Politik und Wirtschaft starten mit Neujahrsempfängen / Scharfe Kritik an rot-roten Reformspielen / Große Gemeinden bündeln Aufgaben erfolgreich :
Spree-Neiße (hnr.) Städte, Gemeinde, Landkreise, Kammern, Verbände und Institutionen laden in diesen Tagen zu Neujahrsempfängen ein. Deren wendische Art heißt Hoklapnica und zog in Burg (s.Seite 7) und anderen Dörfern schon Bilanz.
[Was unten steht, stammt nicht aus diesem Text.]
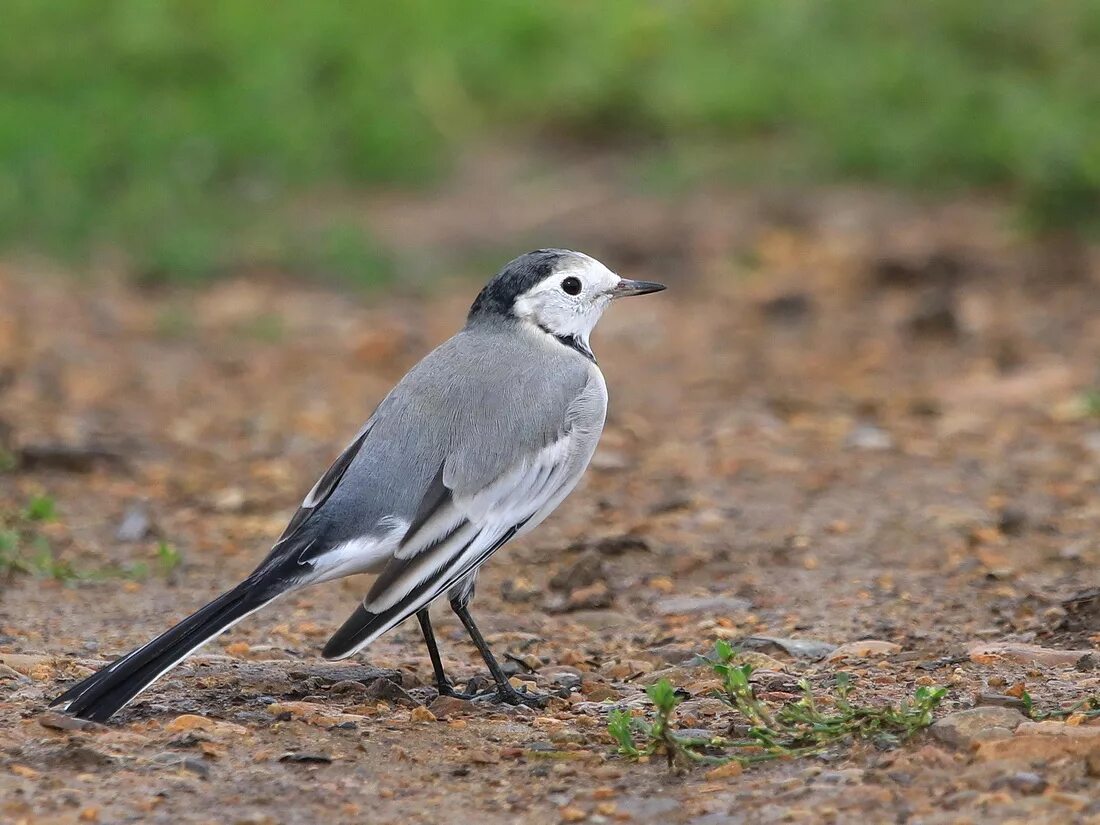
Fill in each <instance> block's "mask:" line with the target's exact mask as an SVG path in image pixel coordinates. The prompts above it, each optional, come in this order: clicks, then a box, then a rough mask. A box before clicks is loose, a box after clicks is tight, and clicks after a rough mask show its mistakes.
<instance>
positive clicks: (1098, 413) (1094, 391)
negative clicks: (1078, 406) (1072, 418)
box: [1080, 389, 1100, 418]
Die 10 000-Einwohner-Gemeinde Kolkwitz mit ihren 17 Ortsteilen bedankt sich traditionell zu Jahresbeginn bei einem Unternehmer-Empfang bei Steuergebern und Sponsoren. 600 Unternehmen sind hier gemeldet und, so Bürgermeister Fritz Handrow (CDU), sind
mitverantwortlich für immer ausgeglichene Haushalte der
Gemeinde und deren lebhaftes Ehrenamt, unter anderem in 63 Vereinen.
Während Gemeinderatsvorsteher Hans-Georgs Zubiks scharf den Mediensatz „In Brandenburg ist alles prima“ von Ministerpräsident Woidke zerlegte und basisfernes Verwaltungs-Agieren kritisierte, konnte Handrow die sinnvolle Vernetzung schildern: „Die Gemeinden Neuhausen, Burg, Peitz, Drekau und Kolkwitz arbeiten eng zusammen in Verkehrsüberwachung, Rechnungsprüfung, Gewerbeamt und Standesamt.“ Das funktioniere perfekt. Eine Standesbeamte für alle kenne sich in schwierigen Fragen schon wegen der Falldichte besser aus. – Höhepunkt des Empfangs war das Akkordeonspiel auf 25 Instrumenten.